Anyone think he’d still have a job?

Well, so what? All those dead Chinese are no-name peasants a long way away. What’s the big deal? If you say, “Chairman Mao? Wasn’t he the wacko who offed 70 million Chinks?”, you’ll be hounded from public life for saying the word “Chinks.” But, if you commend the murderer of those 70 million as a role model in almost any school room in the country from kindergarten to the Ivy League, it’s so entirely routine that only a crazy like Glenn Beck would be boorish enough to point it out.

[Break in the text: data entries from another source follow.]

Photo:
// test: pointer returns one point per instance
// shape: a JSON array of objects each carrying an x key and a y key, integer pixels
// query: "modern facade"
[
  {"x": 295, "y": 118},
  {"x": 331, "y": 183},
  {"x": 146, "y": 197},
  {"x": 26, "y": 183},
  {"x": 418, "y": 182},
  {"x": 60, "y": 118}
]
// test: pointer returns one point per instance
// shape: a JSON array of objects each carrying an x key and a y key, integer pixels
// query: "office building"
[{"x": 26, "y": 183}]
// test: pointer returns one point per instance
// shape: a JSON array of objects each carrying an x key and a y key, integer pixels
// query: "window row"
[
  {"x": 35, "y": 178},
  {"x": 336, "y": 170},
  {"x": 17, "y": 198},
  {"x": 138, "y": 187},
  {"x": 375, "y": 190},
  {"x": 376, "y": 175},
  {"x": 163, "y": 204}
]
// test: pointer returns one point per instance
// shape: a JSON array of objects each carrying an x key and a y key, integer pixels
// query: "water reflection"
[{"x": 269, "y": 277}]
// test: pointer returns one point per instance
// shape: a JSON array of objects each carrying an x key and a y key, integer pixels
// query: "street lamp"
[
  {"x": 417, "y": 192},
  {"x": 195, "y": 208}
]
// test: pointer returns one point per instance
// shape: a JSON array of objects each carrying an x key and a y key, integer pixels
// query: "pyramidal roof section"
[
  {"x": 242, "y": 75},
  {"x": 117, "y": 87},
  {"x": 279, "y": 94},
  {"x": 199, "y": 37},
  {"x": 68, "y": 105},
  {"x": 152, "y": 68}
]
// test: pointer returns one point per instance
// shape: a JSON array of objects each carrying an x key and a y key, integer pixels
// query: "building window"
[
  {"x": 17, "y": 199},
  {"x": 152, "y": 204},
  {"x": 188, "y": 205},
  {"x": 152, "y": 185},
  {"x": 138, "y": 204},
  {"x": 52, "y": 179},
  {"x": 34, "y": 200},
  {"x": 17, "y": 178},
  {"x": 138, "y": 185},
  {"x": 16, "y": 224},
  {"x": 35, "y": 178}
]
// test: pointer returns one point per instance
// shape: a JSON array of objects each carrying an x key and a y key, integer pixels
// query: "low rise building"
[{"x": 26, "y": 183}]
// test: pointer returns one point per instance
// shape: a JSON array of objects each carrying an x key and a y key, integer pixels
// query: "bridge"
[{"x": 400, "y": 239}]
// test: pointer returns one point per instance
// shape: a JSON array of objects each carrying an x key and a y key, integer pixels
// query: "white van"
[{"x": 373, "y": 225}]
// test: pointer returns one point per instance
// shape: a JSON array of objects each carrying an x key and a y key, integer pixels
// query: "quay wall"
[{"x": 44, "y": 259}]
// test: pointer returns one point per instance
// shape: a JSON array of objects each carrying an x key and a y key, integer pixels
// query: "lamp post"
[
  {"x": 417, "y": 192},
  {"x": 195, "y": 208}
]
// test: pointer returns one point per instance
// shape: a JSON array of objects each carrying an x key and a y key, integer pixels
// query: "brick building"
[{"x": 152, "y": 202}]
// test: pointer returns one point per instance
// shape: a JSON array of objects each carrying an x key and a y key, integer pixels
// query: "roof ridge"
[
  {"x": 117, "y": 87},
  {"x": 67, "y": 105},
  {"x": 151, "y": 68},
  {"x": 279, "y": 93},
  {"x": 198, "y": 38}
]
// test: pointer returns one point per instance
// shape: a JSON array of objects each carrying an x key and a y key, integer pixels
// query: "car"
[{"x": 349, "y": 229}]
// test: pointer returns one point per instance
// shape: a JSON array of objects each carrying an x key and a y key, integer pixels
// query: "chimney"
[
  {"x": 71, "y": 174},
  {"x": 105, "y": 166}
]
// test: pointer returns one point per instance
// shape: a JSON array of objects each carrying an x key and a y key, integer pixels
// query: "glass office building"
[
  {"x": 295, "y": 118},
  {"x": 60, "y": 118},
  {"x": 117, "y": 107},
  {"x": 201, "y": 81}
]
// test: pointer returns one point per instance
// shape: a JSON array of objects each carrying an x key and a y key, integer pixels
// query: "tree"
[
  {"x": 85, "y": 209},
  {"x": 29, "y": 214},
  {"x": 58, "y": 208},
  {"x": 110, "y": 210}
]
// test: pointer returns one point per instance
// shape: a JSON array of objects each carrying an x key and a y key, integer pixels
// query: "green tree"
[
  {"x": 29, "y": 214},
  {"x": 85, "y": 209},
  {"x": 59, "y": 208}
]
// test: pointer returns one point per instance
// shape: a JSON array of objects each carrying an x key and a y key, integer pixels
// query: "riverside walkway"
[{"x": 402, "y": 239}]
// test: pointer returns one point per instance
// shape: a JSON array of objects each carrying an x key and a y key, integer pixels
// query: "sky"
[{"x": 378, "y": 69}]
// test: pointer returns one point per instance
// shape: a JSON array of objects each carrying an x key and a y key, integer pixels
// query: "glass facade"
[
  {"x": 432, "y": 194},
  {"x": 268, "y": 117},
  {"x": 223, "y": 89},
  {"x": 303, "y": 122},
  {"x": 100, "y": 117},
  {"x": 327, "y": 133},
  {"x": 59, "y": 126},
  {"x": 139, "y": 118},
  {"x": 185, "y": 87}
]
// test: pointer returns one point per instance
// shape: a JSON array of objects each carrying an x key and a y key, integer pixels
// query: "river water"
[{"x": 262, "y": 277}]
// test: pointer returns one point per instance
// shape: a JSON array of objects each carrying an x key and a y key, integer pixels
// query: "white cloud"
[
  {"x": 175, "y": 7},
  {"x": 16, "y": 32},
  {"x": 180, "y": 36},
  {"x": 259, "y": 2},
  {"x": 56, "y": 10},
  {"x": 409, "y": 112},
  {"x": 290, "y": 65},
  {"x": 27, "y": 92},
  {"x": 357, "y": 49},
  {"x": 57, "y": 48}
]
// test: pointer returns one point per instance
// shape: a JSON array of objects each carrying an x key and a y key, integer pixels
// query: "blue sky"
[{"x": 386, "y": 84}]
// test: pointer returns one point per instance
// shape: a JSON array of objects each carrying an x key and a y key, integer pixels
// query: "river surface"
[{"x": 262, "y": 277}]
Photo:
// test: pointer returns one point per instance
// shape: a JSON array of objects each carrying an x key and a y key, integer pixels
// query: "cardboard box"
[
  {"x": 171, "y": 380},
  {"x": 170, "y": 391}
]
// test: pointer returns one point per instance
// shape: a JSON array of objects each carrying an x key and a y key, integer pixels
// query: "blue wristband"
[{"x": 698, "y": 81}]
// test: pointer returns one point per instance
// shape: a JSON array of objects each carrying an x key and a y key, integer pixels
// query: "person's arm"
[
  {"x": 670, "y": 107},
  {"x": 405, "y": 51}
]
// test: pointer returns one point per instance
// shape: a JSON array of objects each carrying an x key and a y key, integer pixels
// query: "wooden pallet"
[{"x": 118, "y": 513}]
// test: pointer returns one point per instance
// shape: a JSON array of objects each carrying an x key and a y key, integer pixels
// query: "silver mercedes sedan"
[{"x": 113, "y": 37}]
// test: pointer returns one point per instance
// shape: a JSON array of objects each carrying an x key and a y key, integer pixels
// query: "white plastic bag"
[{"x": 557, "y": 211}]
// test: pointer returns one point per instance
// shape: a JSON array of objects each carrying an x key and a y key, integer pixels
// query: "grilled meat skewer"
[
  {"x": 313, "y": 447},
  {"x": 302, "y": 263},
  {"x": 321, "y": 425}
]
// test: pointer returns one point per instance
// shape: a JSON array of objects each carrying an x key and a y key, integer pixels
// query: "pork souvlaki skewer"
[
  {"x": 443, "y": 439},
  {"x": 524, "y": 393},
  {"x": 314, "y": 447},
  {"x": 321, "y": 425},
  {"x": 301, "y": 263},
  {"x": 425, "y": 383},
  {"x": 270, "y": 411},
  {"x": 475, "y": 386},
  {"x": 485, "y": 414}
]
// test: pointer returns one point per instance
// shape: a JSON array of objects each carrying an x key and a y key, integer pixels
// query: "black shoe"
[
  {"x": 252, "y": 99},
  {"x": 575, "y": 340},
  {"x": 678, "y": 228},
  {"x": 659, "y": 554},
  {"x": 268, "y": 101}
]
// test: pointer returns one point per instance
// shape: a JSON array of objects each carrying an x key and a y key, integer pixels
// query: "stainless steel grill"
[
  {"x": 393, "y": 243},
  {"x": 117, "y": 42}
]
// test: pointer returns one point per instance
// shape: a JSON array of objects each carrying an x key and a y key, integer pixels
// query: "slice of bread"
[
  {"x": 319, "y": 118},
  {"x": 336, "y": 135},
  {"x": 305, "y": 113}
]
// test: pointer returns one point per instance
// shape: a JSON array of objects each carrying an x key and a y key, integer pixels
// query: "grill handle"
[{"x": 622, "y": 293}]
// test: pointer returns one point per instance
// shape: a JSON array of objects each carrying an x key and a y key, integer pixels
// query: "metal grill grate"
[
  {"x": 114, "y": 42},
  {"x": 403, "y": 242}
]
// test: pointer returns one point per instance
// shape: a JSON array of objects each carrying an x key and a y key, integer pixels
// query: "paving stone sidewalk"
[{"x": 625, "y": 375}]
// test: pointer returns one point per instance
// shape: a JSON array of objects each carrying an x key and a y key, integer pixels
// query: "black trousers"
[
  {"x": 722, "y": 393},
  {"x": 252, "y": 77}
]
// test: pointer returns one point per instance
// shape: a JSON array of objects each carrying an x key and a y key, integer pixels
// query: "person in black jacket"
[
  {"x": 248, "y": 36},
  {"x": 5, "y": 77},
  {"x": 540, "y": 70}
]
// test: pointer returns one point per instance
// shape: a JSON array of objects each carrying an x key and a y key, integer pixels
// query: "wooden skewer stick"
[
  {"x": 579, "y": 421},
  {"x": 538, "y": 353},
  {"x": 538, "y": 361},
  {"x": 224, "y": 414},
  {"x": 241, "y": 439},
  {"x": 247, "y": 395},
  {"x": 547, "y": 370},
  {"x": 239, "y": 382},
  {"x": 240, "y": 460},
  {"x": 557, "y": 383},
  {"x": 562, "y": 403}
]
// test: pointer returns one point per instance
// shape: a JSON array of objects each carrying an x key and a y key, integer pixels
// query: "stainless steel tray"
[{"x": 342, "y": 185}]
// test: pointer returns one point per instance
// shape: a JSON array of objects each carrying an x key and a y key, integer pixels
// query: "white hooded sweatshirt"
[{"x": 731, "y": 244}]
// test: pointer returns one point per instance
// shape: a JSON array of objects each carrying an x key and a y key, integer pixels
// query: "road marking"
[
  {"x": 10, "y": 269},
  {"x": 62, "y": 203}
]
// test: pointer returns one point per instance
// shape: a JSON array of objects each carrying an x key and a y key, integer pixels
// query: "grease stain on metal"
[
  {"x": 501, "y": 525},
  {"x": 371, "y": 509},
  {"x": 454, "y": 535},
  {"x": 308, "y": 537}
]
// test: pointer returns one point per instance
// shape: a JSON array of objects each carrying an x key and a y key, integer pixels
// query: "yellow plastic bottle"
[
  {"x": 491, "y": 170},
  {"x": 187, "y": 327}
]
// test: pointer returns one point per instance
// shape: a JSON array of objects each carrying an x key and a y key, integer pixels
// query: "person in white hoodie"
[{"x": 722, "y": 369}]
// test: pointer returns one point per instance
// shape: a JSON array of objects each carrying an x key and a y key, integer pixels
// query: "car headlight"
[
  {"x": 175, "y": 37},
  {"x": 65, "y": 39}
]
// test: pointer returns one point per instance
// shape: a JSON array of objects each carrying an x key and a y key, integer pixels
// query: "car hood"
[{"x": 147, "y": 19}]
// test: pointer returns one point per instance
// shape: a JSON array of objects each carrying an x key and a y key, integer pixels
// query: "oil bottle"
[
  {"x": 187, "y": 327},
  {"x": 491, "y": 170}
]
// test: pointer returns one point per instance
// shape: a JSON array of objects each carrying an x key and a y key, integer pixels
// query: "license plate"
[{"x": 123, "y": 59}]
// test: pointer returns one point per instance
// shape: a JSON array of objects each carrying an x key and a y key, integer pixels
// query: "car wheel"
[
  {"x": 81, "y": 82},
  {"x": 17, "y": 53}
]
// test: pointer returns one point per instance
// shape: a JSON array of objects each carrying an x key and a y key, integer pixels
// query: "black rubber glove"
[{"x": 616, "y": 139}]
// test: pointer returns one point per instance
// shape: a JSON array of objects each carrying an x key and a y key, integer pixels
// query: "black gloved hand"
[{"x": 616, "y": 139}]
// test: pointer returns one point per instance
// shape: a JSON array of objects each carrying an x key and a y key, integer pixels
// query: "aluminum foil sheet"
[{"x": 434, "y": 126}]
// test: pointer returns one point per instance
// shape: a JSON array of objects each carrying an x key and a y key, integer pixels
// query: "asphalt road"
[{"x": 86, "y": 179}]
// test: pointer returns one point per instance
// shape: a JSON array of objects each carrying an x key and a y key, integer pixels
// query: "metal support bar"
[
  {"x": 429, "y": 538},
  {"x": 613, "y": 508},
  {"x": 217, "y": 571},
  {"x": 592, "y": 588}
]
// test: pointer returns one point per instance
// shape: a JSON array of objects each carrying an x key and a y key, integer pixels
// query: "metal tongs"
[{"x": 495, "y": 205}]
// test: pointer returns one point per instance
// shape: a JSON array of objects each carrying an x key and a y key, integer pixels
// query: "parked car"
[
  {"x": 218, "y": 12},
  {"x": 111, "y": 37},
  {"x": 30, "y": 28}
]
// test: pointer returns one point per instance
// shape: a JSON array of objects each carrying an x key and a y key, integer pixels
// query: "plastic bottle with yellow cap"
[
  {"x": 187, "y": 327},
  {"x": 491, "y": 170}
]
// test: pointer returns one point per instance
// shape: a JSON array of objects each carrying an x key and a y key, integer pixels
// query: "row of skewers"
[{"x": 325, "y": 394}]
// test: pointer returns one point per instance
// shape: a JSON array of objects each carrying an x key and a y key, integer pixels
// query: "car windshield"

Which is odd, don’t you think? Because it suggests that our present age of politically correct hypersensitivity is not just morally unserious but profoundly
decadent.

Twenty years ago this fall, the Iron Curtain was coming down in Europe. Across the Warsaw Pact, the jailers of the Communist prison states lost their nerve, and the cell walls crumbled. Matt Welch, the editor of Reason, wonders why the anniversary is going all but unobserved: Why aren’t we making more of
the biggest mass liberation in history?

Well, because to celebrate it would involve recognizing it as a victory over Communism. And, after the Left’s long march through the institutions of the West, most are not willing to do that. There’s the bad totalitarianism (Nazism) and the good totalitarianism (Communism), whose apologists and, indeed, fetishists can still be found everywhere, even unto the White House.

Rush Limbaugh’s remarks are “divisive”; Anita Dunn’s are entirely normal. But don’t worry, the new Fairness Doctrine will take care of the problem.